The common interest doctrine can sometimes protect communications between separately represented clients that would otherwise trigger a waiver – if those clients share an identical (or nearly identical, in some courts) legal interest. Nearly every court applies the doctrine only if the clients are in or reasonably anticipate litigation. And even then, about half of them fail for one reason or another.
In Fellowship of Christian Athletes v. San Jose Unified School District Board of Education, Case No. 20-cv-02798-hsg (VKD), 2022 U.S. Dist. LEXIS 73339, at *7 (N.D. Cal. Apr. 21, 2022), the court recited one basic nearly universally-recognized attribute of the common interest doctrine – warning that “[t]he doctrine does not create a privilege but comes into play only if a privilege or protection already covers the material disclosed to the third party.” That certainly is true about pre-existing historical documents that common interest participants share with each other.
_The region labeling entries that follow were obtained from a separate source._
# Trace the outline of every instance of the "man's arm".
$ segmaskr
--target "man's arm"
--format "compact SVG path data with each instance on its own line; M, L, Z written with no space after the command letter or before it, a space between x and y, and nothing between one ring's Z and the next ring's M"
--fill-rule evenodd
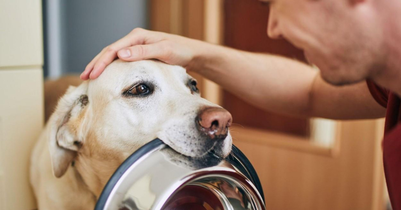
M208 45L213 45L207 44ZM385 109L365 82L341 87L310 66L282 57L211 46L188 69L259 108L282 114L335 119L383 117Z
M237 50L166 33L136 29L105 47L81 78L94 79L117 57L154 58L185 67L259 107L294 116L332 119L383 117L366 83L329 85L310 66L280 56Z

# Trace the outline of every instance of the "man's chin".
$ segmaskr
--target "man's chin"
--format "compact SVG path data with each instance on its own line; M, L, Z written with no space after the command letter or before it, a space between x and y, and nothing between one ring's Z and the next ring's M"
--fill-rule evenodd
M341 75L334 74L327 75L320 71L320 75L324 81L331 85L341 87L358 83L364 80L364 79L352 79Z

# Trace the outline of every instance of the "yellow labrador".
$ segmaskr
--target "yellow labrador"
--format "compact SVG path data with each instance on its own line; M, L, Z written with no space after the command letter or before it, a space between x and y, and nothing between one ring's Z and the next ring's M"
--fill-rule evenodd
M225 157L231 121L183 68L115 61L68 89L38 140L30 179L38 209L93 209L119 165L156 137L186 156Z

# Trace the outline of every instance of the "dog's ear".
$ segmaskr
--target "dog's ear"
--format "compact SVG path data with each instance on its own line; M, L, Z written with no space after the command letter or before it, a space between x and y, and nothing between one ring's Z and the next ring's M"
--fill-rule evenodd
M77 132L89 101L87 83L70 86L60 99L48 122L49 146L53 172L57 177L64 174L82 146Z

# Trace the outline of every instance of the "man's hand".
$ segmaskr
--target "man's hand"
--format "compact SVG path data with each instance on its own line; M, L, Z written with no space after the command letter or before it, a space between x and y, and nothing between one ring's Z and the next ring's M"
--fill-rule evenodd
M117 57L126 61L154 58L170 64L186 66L204 45L194 39L152 31L133 30L121 39L105 47L85 68L81 78L96 79Z

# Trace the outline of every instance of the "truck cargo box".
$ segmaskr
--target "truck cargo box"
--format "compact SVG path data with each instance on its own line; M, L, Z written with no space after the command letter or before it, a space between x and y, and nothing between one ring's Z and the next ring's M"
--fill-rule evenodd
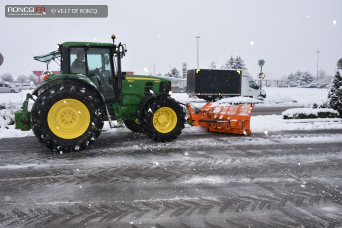
M186 92L191 94L239 95L240 70L196 69L187 71Z

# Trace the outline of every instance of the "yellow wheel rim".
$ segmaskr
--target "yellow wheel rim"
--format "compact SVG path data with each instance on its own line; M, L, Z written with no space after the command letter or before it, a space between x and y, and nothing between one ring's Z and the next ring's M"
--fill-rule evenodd
M49 111L48 124L56 135L65 139L77 138L88 129L90 114L87 106L74 99L56 102Z
M177 115L172 109L164 107L157 110L153 116L153 125L156 130L167 133L174 129L177 124Z

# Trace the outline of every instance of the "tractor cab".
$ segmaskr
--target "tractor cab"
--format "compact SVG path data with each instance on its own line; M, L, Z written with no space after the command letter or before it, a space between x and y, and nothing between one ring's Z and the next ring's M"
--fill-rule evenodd
M90 78L106 100L114 100L115 79L122 79L121 77L118 79L116 75L117 66L114 57L118 52L120 55L124 55L125 46L121 44L117 46L113 44L65 42L57 45L57 51L35 56L34 58L47 64L55 61L61 67L60 73L64 76L85 75ZM118 67L121 68L120 66ZM116 69L117 72L119 70L121 69ZM47 74L43 80L51 80L54 76ZM119 90L117 88L116 90Z

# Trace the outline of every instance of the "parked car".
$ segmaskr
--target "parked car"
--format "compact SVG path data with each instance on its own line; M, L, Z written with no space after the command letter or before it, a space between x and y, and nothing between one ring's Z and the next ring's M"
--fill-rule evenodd
M32 84L25 84L21 86L22 90L33 90L35 89L35 86Z
M21 90L6 82L0 82L0 93L19 93Z
M317 83L310 83L308 85L303 85L300 86L298 86L299 88L317 88Z

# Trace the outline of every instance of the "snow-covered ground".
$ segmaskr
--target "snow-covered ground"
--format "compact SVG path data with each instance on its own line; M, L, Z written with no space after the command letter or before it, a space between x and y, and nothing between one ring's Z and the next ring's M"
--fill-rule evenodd
M256 104L256 107L279 107L295 106L309 107L313 103L321 103L326 101L329 90L327 89L311 89L298 88L265 88L267 97L262 101ZM21 107L25 100L26 94L31 91L24 90L19 93L0 93L0 107L6 104L7 106L14 108ZM189 98L186 93L174 93L172 97L182 103L192 103L198 107L205 103L203 99ZM224 105L232 101L245 100L247 98L233 98L221 100L216 103L217 105ZM257 101L259 102L259 101ZM32 101L30 103L32 104ZM29 107L30 106L29 105ZM0 109L2 117L14 115L11 109ZM7 118L8 119L8 118ZM14 125L8 125L5 118L0 118L0 138L26 137L33 136L31 131L21 131L15 129ZM8 129L7 129L8 128ZM342 119L306 119L283 120L281 115L269 115L253 116L251 119L251 129L253 133L264 133L265 134L273 132L281 131L297 131L300 130L319 130L342 129ZM127 129L110 129L108 123L105 123L103 130L113 133L122 131L129 131ZM183 134L196 134L201 132L199 127L186 126Z

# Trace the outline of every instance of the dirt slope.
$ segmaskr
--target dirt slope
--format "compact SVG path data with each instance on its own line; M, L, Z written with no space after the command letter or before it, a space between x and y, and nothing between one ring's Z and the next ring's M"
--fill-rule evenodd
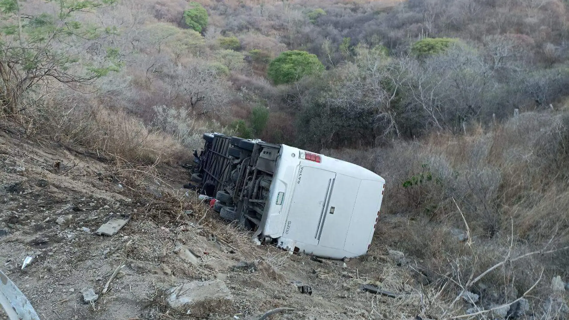
M96 157L48 145L0 136L0 268L42 319L244 319L277 307L295 310L272 319L401 318L418 314L420 298L407 271L377 243L369 255L345 262L320 262L256 245L249 233L212 218L215 212L204 212L201 204L192 207L186 190L177 189L186 182L181 168L159 169L170 178L162 179L162 187L147 182L152 192L133 199L129 187L110 174L116 167ZM159 195L164 182L180 195L179 216L188 218L152 215L148 203L142 203ZM195 214L182 215L188 210ZM207 215L198 225L203 214ZM117 214L131 216L118 234L95 234ZM198 256L197 264L177 253L181 245ZM37 258L20 270L27 256ZM122 264L109 291L101 293ZM165 305L169 288L214 279L226 285L232 303L208 301L184 315ZM312 294L302 293L294 281L310 286ZM410 294L392 299L358 289L370 281ZM90 288L100 297L85 304L81 291Z

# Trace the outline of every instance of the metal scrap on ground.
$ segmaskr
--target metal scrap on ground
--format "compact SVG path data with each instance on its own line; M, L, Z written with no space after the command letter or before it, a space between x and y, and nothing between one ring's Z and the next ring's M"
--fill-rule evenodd
M130 217L124 219L122 219L122 217L113 217L106 223L99 227L99 228L97 229L97 234L103 236L114 236L126 224L129 220L130 220Z
M390 298L397 298L399 296L399 294L395 294L395 293L389 292L389 291L381 290L377 286L373 285L363 285L361 286L361 289L364 291L366 291L376 294L381 294Z

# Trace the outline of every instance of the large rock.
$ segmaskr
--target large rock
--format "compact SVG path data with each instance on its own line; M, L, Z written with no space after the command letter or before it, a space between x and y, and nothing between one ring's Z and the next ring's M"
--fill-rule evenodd
M69 224L73 221L73 215L67 215L66 216L62 216L57 218L57 220L55 221L57 224L60 225L64 225L65 224Z
M387 253L389 255L389 257L398 264L403 264L405 263L405 254L403 252L397 251L397 250L390 250L387 252Z
M233 296L225 283L221 280L193 281L183 284L169 290L166 302L172 309L189 314L192 307L203 307L211 302L216 303L231 303Z
M468 240L468 234L467 233L466 231L463 231L460 229L453 228L451 229L451 233L460 242L464 242Z
M561 277L558 276L551 279L551 289L554 291L565 291L565 284Z
M469 291L466 291L464 293L463 293L462 298L464 299L467 302L472 305L475 305L478 302L480 296L476 293L472 293Z
M494 305L491 306L490 308L494 309L498 306L500 306L500 305ZM493 314L494 318L505 319L506 316L508 315L508 311L510 311L510 306L504 306L493 310L492 313Z
M83 294L83 301L85 303L94 302L99 298L99 295L95 293L95 290L92 288L85 288L81 290Z
M510 306L506 318L508 319L517 319L527 313L530 310L530 304L526 299L520 299L519 301Z

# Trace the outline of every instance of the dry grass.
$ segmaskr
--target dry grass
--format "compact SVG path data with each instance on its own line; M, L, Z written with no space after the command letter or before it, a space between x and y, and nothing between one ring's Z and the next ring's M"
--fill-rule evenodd
M446 283L442 294L450 300L463 281L505 257L569 245L569 116L528 113L485 132L479 126L468 132L366 151L328 152L375 166L386 179L376 241L419 258L418 278L425 290ZM472 243L451 232L466 230L453 198ZM506 303L531 288L543 269L545 280L527 298L541 316L551 293L547 279L569 276L568 261L566 250L531 256L493 270L469 290L481 294L486 307Z

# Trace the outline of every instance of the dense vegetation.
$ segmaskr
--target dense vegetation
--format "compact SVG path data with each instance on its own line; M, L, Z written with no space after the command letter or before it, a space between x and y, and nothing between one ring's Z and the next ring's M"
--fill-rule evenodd
M385 177L378 236L429 281L503 259L512 227L517 252L569 243L566 1L0 7L2 114L28 134L146 163L184 159L205 130L326 150ZM465 220L471 251L447 232ZM501 269L488 299L541 266L569 276L567 260Z

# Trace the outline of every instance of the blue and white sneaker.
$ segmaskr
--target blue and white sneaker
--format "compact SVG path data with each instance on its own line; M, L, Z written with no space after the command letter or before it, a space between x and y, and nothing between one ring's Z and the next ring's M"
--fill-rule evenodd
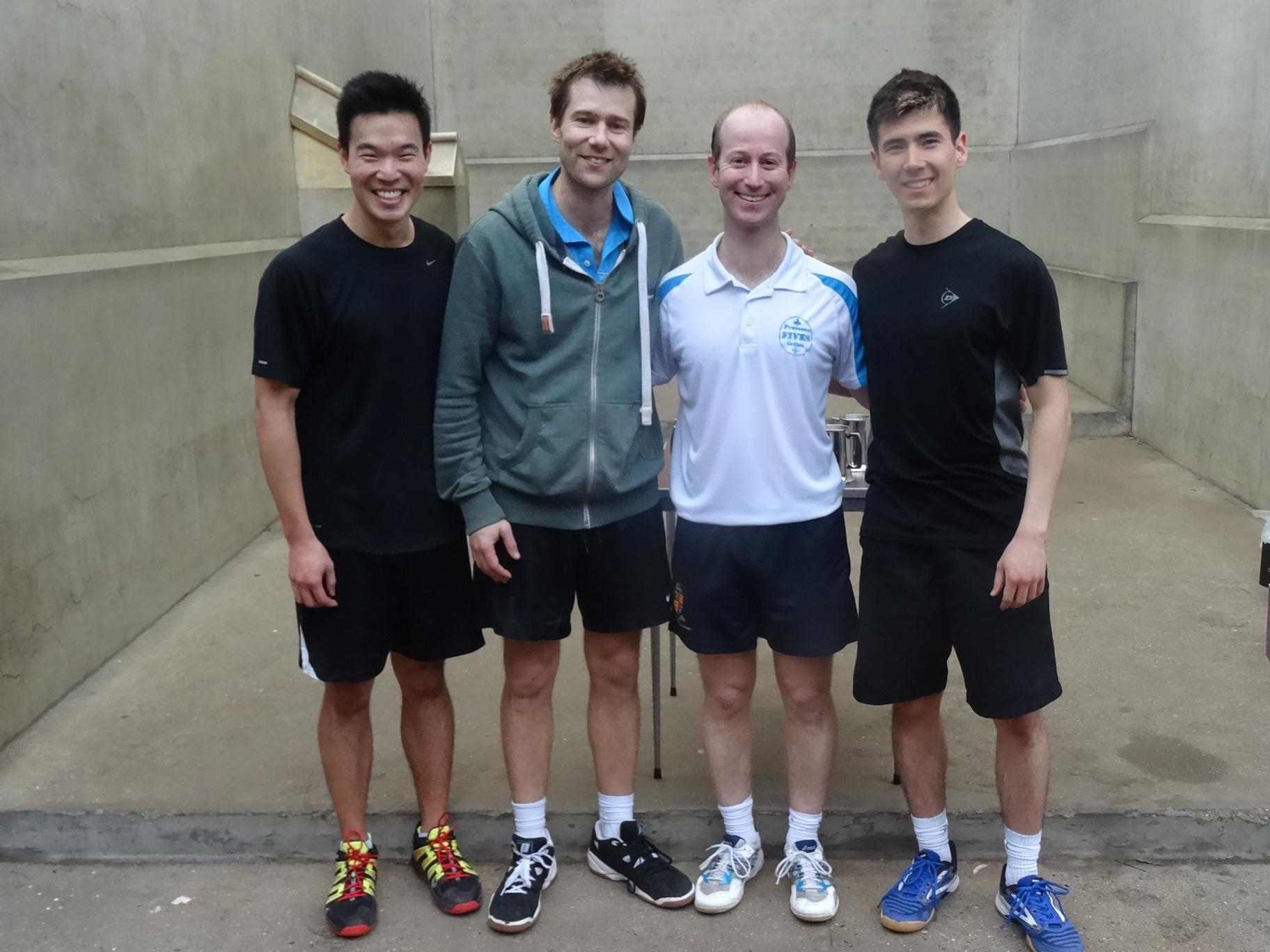
M1001 867L1001 886L997 887L997 911L1006 922L1019 923L1033 952L1085 952L1081 934L1067 918L1059 896L1071 890L1040 876L1024 876L1017 886L1006 885L1006 867Z
M745 881L763 868L763 848L730 834L701 863L692 904L698 913L726 913L745 895Z
M824 923L838 914L838 891L829 875L833 867L824 859L824 850L814 839L800 839L785 848L785 858L776 866L776 881L786 876L790 885L790 911L805 923Z
M956 844L949 843L952 858L940 859L933 849L919 849L895 885L886 890L878 906L881 924L892 932L917 932L935 918L940 900L956 891Z

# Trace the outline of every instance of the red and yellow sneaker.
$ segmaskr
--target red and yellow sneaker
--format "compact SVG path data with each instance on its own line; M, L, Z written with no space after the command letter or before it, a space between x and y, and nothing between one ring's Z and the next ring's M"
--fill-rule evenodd
M419 824L411 847L410 866L428 883L441 911L465 915L480 909L480 878L458 852L450 814L442 814L427 834Z
M375 862L380 854L370 834L344 834L335 854L335 883L326 896L326 927L343 938L364 935L375 928Z

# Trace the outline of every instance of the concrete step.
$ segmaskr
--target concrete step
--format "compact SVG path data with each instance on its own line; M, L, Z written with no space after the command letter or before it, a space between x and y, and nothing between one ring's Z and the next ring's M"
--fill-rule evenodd
M776 845L776 844L773 844ZM964 856L964 854L963 854ZM693 871L696 854L677 857ZM1045 857L1043 857L1045 859ZM832 858L839 908L831 923L800 923L789 910L789 880L772 881L768 857L745 887L744 901L725 915L654 909L620 883L564 862L542 896L535 927L514 939L527 952L612 949L978 949L1017 952L1024 941L1002 929L993 909L1001 866L961 861L961 882L919 935L881 928L875 905L899 866ZM486 895L499 864L479 867ZM1121 952L1223 949L1264 952L1270 928L1270 867L1085 863L1043 864L1041 872L1071 885L1064 905L1088 948ZM321 904L333 866L230 864L32 866L0 864L0 922L20 935L23 952L66 949L334 949ZM173 905L187 897L188 902ZM491 932L486 913L448 916L432 906L404 864L381 862L376 897L378 928L359 949L505 952L513 939Z
M859 515L846 519L859 565ZM1046 711L1048 853L1270 859L1270 750L1264 718L1250 715L1270 687L1260 531L1231 496L1132 439L1073 443L1048 546L1066 689ZM314 743L320 688L296 669L293 625L286 546L265 533L0 750L0 858L325 858L334 821ZM549 788L552 830L569 849L584 842L594 811L579 647L572 638L563 652ZM841 734L826 835L843 856L902 857L911 844L890 784L889 716L851 699L853 652L836 668ZM664 642L662 654L664 692ZM500 661L491 644L450 669L452 809L469 852L493 858L508 830ZM662 699L660 781L644 680L636 809L672 854L692 854L718 828L700 678L682 647L677 661L678 697ZM955 835L996 856L993 730L963 698L952 665L945 722ZM382 679L371 811L390 852L414 820L396 706L395 684ZM782 713L766 650L753 717L754 800L765 831L779 836Z

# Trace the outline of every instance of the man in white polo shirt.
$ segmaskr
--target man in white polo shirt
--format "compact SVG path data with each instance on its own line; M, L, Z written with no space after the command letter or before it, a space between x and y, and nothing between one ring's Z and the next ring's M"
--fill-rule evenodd
M723 842L701 864L696 908L742 897L763 852L751 796L756 649L772 649L785 704L790 825L777 880L790 908L824 922L838 899L819 842L837 713L833 655L856 638L842 480L824 430L831 378L864 397L855 283L781 234L794 129L766 103L715 123L710 183L724 231L658 289L653 374L678 374L671 498L672 630L698 654L702 732Z

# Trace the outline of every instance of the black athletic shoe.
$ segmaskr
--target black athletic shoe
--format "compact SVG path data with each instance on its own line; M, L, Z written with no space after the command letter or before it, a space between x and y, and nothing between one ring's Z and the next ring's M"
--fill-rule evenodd
M692 901L692 880L671 866L663 853L639 831L638 820L622 823L617 838L591 833L587 866L597 876L626 883L626 891L655 906L686 906Z
M512 862L489 900L489 928L525 932L542 910L542 890L555 881L555 847L551 836L512 836Z

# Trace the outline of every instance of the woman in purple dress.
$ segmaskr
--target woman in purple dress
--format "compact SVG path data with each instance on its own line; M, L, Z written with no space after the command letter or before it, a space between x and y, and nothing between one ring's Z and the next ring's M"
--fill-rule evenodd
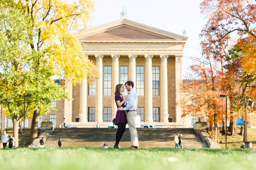
M118 108L122 106L123 108L125 107L125 102L127 99L128 95L126 96L124 98L123 98L122 93L125 91L123 85L118 84L115 86L115 100ZM115 135L115 143L114 145L114 148L120 149L121 148L119 145L119 141L123 136L123 134L125 131L125 126L127 123L127 119L126 118L126 113L123 110L119 110L117 112L115 116L115 124L117 125L117 131Z

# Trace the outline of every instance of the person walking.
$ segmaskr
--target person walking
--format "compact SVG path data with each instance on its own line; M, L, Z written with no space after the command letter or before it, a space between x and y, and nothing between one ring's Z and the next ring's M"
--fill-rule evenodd
M183 136L182 134L179 134L179 136L178 137L179 138L179 146L181 148L183 148L183 146L182 145L182 139L181 137Z
M131 133L131 146L130 149L138 149L139 148L139 140L135 125L135 119L137 116L136 110L138 105L138 96L136 92L133 88L134 85L133 82L128 81L125 84L125 86L128 91L130 92L126 101L126 106L123 108L121 106L117 108L117 110L126 111L127 117L129 126L129 130Z
M115 86L115 100L118 109L120 107L125 107L125 102L127 99L127 96L126 96L124 99L122 96L122 93L124 91L125 88L123 84L118 84ZM114 124L117 125L117 131L115 134L115 143L114 145L114 148L119 149L121 147L119 145L119 142L123 134L125 131L125 126L127 123L125 112L124 110L118 110L115 117L116 118L114 118L113 121Z
M67 126L65 125L65 124L66 124L66 120L65 119L65 118L63 118L63 124L64 125L64 128L67 128Z
M175 137L174 137L174 141L175 143L175 148L179 148L179 134L177 134L177 135L175 135Z
M9 140L9 136L6 133L6 131L4 130L3 132L3 135L1 138L1 141L3 142L3 148L6 147L7 144L7 142Z
M39 141L39 143L40 143L40 145L39 146L39 148L44 148L45 147L45 143L43 141L43 137L42 138L40 139Z
M97 128L99 128L99 124L98 122L97 123L97 125L96 125L96 127Z
M9 138L9 145L8 146L9 148L14 148L15 144L15 139L13 137L12 135L10 135L10 138Z
M60 138L59 141L58 141L58 145L59 146L59 147L61 147L62 144L61 143L61 138Z

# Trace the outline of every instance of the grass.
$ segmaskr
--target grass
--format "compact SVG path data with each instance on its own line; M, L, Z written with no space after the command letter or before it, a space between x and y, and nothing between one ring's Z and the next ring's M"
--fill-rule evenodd
M230 133L227 132L227 147L228 148L239 148L244 143L243 142L243 137L238 134L240 132L240 129L238 129L235 131L235 135L234 137L231 135ZM256 145L256 129L247 128L247 141L251 142L253 146ZM222 134L221 136L221 139L222 141L219 139L218 142L221 148L225 147L225 134Z
M256 169L256 150L19 148L0 150L8 169Z

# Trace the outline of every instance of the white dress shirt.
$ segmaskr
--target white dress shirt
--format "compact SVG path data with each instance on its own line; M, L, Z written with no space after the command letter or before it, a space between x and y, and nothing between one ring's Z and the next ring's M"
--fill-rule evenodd
M7 134L3 134L1 139L1 141L3 143L7 143L9 140L9 136Z
M133 88L130 91L126 100L126 107L123 108L123 110L131 110L137 109L138 105L138 96Z

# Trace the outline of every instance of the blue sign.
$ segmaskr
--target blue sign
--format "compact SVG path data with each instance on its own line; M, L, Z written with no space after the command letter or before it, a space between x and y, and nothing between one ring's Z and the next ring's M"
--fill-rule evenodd
M237 126L243 126L245 125L244 121L243 119L239 118L241 116L238 117L238 118L237 119Z

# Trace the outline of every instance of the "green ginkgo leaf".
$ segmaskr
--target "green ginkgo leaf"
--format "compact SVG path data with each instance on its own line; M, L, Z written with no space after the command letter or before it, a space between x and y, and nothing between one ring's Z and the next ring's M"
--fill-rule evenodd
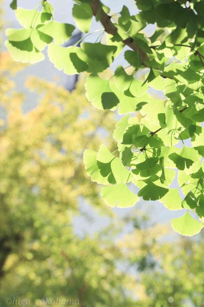
M75 27L72 25L58 22L53 19L46 25L39 26L37 29L40 32L53 37L55 44L61 45L70 39Z
M35 46L31 39L32 32L32 29L7 29L6 31L9 40L6 41L5 45L15 61L33 63L44 60L43 54L37 47L42 47L42 50L47 43L39 38L40 43L37 43L39 42L36 40L37 45Z
M168 189L156 185L150 181L138 192L138 195L142 196L144 200L156 200L163 197L168 191Z
M48 46L47 54L50 60L53 63L55 67L59 70L63 69L64 72L67 75L78 74L87 68L87 64L82 60L78 62L76 68L71 60L70 55L72 54L76 55L78 58L80 57L80 59L85 59L85 56L79 47L61 47L52 43Z
M104 144L101 145L97 154L97 159L98 161L100 161L103 163L108 163L111 162L115 157L105 145Z
M107 185L109 183L108 178L109 172L106 176L101 175L100 170L97 164L97 153L93 150L86 150L84 153L84 162L86 173L91 177L91 180L97 183Z
M16 10L17 7L17 0L13 0L10 4L10 7L12 10Z
M132 207L139 200L138 196L130 191L124 183L104 187L100 195L106 204L111 207Z
M192 147L184 146L179 151L171 154L168 156L169 159L175 163L176 167L181 170L185 168L185 164L189 169L194 162L200 158L198 152Z
M159 161L159 159L157 157L153 158L148 158L144 162L139 163L137 165L136 167L138 169L143 170L146 169L153 167Z
M123 141L125 130L129 126L128 119L130 115L126 115L122 117L115 126L116 129L113 132L113 137L115 141L121 142Z
M169 210L181 210L182 200L179 195L178 189L169 189L168 192L159 200L160 203Z
M111 89L109 80L102 79L97 75L92 74L89 76L85 88L88 100L98 109L108 109L113 111L119 103L118 97Z
M142 61L138 52L131 50L127 50L125 52L125 58L132 66L135 67L136 70L142 65Z
M90 6L82 3L79 5L74 4L72 15L79 29L85 33L89 32L93 16L93 12Z
M191 237L198 233L203 227L202 223L194 220L188 211L184 215L172 220L172 226L174 230L182 235Z
M130 91L135 97L142 96L148 91L149 87L146 84L143 85L143 83L138 80L133 79L130 87Z
M111 170L117 183L128 183L132 179L130 172L123 165L120 159L115 158L111 162Z
M39 25L47 22L52 16L51 13L44 10L41 12L33 10L25 10L18 7L15 10L16 17L20 24L27 29L35 28Z
M82 43L81 46L86 56L86 62L88 65L86 71L93 74L102 72L109 67L117 49L116 46L108 46L100 43Z
M123 92L130 87L133 77L127 74L123 66L119 65L115 71L114 79L116 87L120 91Z

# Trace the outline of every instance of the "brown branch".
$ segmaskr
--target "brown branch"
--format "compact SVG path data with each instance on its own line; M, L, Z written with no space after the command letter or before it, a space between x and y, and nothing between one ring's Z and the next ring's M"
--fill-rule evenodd
M159 128L159 129L157 129L157 130L156 130L156 131L154 131L154 132L149 132L149 134L151 135L152 136L153 136L153 135L154 135L155 134L156 134L156 133L157 133L157 132L158 132L159 131L160 131L160 130L161 130L162 129L162 128L161 127L161 128Z
M100 6L98 0L93 0L92 3L90 5L94 16L96 17L97 16L98 14L99 14L99 20L104 26L105 32L113 36L116 34L118 29L112 22L110 16L105 13ZM147 67L145 61L149 59L148 56L136 44L133 39L132 37L128 37L122 41L123 44L129 46L133 50L139 52L142 64L145 67Z
M201 62L203 66L203 67L204 67L204 63L203 62L203 61L202 59L202 58L204 58L204 57L203 57L203 56L202 56L201 54L200 53L200 52L199 52L197 50L195 52L195 56L198 55L198 56L199 57L199 58L200 60L200 61Z
M186 110L186 109L187 108L188 108L187 107L185 107L185 108L183 108L182 109L182 110L180 110L179 112L180 112L180 113L182 113L182 112L183 112L184 111L185 111L185 110Z

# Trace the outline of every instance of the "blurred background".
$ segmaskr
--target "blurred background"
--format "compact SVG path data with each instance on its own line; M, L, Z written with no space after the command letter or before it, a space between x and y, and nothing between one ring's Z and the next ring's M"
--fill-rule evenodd
M47 298L54 306L204 306L201 236L175 234L170 220L183 212L159 203L123 209L101 200L83 152L102 143L113 151L118 118L87 101L85 76L67 76L47 59L13 61L4 29L20 27L10 2L0 0L0 306L9 304L6 298L23 307L47 305ZM112 14L121 2L104 2ZM74 2L51 2L57 20L74 24ZM126 5L136 13L133 0ZM154 28L147 27L147 35ZM69 43L81 35L76 31Z

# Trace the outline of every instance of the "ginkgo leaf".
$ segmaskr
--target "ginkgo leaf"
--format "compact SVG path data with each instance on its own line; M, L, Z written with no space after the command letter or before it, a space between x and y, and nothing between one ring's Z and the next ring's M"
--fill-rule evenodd
M128 183L132 177L130 173L123 165L119 158L115 158L111 162L111 170L117 183Z
M101 189L100 195L106 204L111 207L132 207L139 199L129 190L124 183L120 183Z
M115 83L110 82L110 86L113 92L119 100L118 108L119 114L127 114L140 110L142 106L147 103L149 99L149 93L146 93L140 97L134 97L128 90L120 92L117 88Z
M50 20L52 17L51 13L41 12L33 10L25 10L18 7L15 10L16 17L20 24L27 29L35 28L38 25L41 24Z
M168 190L165 188L156 185L150 181L138 192L138 195L142 196L145 200L156 200L165 195Z
M93 12L90 6L82 3L79 5L74 4L72 15L79 29L85 33L89 32L93 16Z
M153 158L149 158L144 162L137 164L136 168L138 169L143 170L146 169L151 168L153 167L159 161L159 159L157 157Z
M84 153L84 162L85 165L86 173L91 177L92 181L102 185L107 185L108 183L108 177L109 173L106 177L103 176L99 168L96 156L97 153L93 150L86 150Z
M115 141L120 142L123 141L123 135L125 130L129 126L128 119L130 115L126 115L122 117L121 119L116 124L116 129L113 132L113 137Z
M194 209L197 206L196 202L193 199L191 196L191 192L188 193L186 196L182 201L182 204L183 208L186 209ZM193 196L194 197L194 195Z
M17 7L17 0L13 0L10 4L10 7L12 10L16 10Z
M122 10L120 12L122 23L125 25L130 20L130 15L129 10L127 6L123 5L122 9Z
M117 49L116 46L108 46L100 43L82 43L81 46L86 56L88 65L86 71L93 74L102 72L109 67ZM80 56L79 57L81 58Z
M169 210L181 210L182 200L179 193L178 189L169 189L168 192L159 200L160 203Z
M14 60L33 63L44 59L43 54L36 48L31 41L32 30L24 29L6 30L6 34L9 41L6 41L5 45Z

But of course in the right context, the common interest doctrine can also protect contemporaneous communications between the participants’ lawyers. For those, the doctrine does create a privilege.
That frequently recited erroneous statement seems harmless. Perhaps the participants’ lawyers rely on the work product doctrine when withholding those contemporaneous communications. And no court seems to have upheld a challenge to withholding such communications in a setting where the court acknowledges the common interest doctrine’s general applicability.